The base is the Korona case. Here it is made of steel (but most materials can be considered), and measures 42mm in diameter. What feels unique is the design of the case: sharp, tormented, scalloped, combining sharp angles and smooth curves, with recesses and protruding parts… In short, the Korona case is special, different, immediately recognisable and, surprisingly easy on the wrist. It’s only when you observe it closely that it reveals its complexity. Otherwise, it remains relatively discreet and thin. Furthermore, the lugs are short and curved making it a possible daily-beater watch – ask Frank about it, he can testify.
While we all know that creating an in-house movement is sort of a must for independent watchmakers, Sarpaneva relies on a well-known Soprod ébauche for most of his creations – even though in a few months he will have a watch with its first in-house developed movement. This allows him to offer unique pieces at a price that is still (almost) accessible and to focus instead on what we all love about his watches: the moon phase complication.
Together with the stylised moon face (which is actually Stepan’s favourite facial expression), the moon complication is a signature element of most of his watches. The K3 Northern Stars started its life with a module on top displaying two moon faces, with the current age of the moon being displayed in a floating ring at 6 o’clock. These moons were applied on a large disc covering the entire surface of the dial, itself punctuated with stars.
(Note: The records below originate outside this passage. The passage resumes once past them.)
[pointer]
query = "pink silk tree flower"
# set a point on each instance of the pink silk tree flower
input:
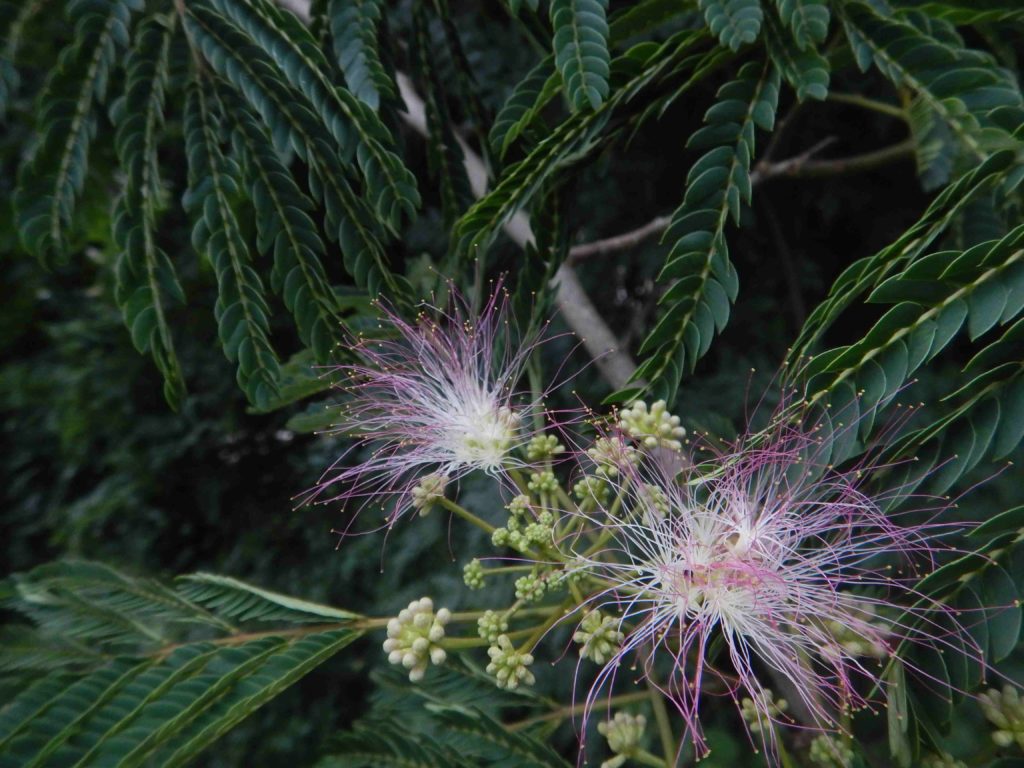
(754, 569)
(435, 399)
On the periphery of the dial was an openworked chapter ring indicating the hours.
While technically identical, the new Sarpaneva K3 Northern Stars Guilloché (which exists in various versions, with several motifs or colours, or even with an enamel plate) features a full dial with a nice guilloché pattern concealing the double-moon complication, which is only revealed through the aperture at 6 o’clock; this, to me, drastically changes the watch (whether for better or worse, you’ll decide). The model we were able to test featured a very surprising yet pleasant colour, which has been named “old rose” by Frank. Not the most usual colour in watchmaking, but combined with the steel case, the chapter ring and the blue accents, it works really well. And after all, if you are in the market for acquiring a Sarpaneva one day, you’re certainly not shy.
The dial is, as always with Sarpaneva’s watches, superbly executed – detailed, precise and reveals a great depth. The guilloché plate is manufactured by Comblémine, a company owned by Kari Voutilainen. The hands, showing Sarpaneva’s signature two-tone decoration, are also a pleasure to contemplate.
The back (the photo above shows another version, as the watch we had wasn’t entirely finished) shows Stepan’s super-detailed steel skeletonised rotor and moon face. Underneath is the out-sourced Soprod A10 (basically an ETA clone), which has been entirely decorated with perlage on the plate and bridges. Specifications are standard, with a 4Hz frequency and a 42h power reserve – but that’s clearly not the reason why you should consider a Sarpaneva or not.
The Sarpaneva K3 Northern Stars with this original guilloché dial is truly appealing. If the model itself is one of Stepan’s classics, it feels new to me and totally different. Since each model is unique, it is hard to give an exact price – but consider around EUR 20,000.